I just have a question about the difference between reading and writing to global memory. The situation I have is as follows. I am implementing a kernel where I have one of two options. The first option is to make threads in a block diverge by making few of them read more data from global memory than others. The second option is to replicate parts of the data and make the threads diverge again but this time by making some of them write more data to global memory than others (to update replicated copies of data.) In both cases the extra reads or writes do not require synchronization afterwards. Also, in the first option, the divergence will occur at the beginning of the thread, but, in the second option the divergence will occur at the end of the thread. The choice between the two options depends on whether the latency of read and write are different or not and which is slower, and on whether divergence at the beginning is different than divergence at the end or not.

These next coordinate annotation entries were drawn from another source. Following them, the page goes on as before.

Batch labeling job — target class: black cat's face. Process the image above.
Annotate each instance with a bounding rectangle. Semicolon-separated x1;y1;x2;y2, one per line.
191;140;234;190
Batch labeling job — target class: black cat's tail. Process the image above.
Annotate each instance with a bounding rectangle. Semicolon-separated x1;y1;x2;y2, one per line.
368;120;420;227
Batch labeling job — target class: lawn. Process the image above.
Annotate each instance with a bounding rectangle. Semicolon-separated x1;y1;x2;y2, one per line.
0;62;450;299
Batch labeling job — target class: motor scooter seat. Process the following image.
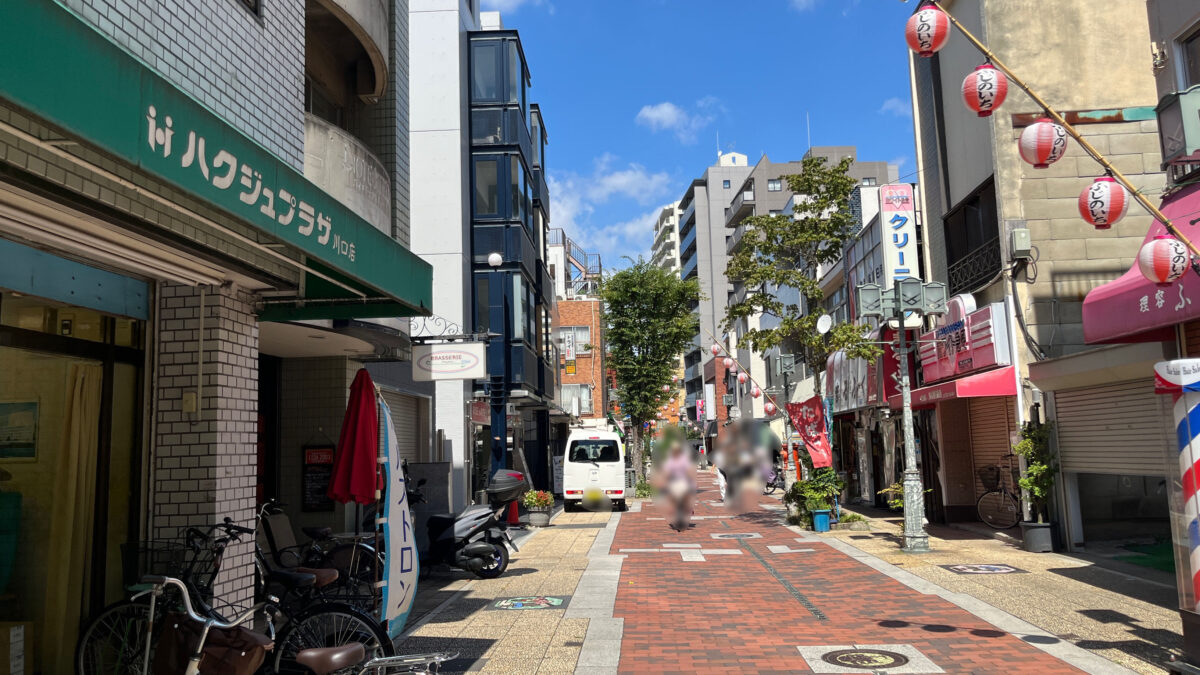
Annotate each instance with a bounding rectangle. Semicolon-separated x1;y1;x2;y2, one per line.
427;513;457;532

This is probably something one could write a tiny test kernel to evaluate pretty quickly, if nobody chimes in with a hard answer, I’d just write a test code and find out by experimentation. I’ve found writing many small test kernels to be very helpful in my own CUDA work thus far.
Hm, my experience is that finding latency reasons/issues is very tricky as it is quite hard to isolate the latency from being hidden or augmented by other effects. If someone from NVIDIA could just shed a little light on whether kernels wait for write instructions to finish before finishing themselves, would be very handy. If you have evidence however, I would be very interested in learning about it. Thanks.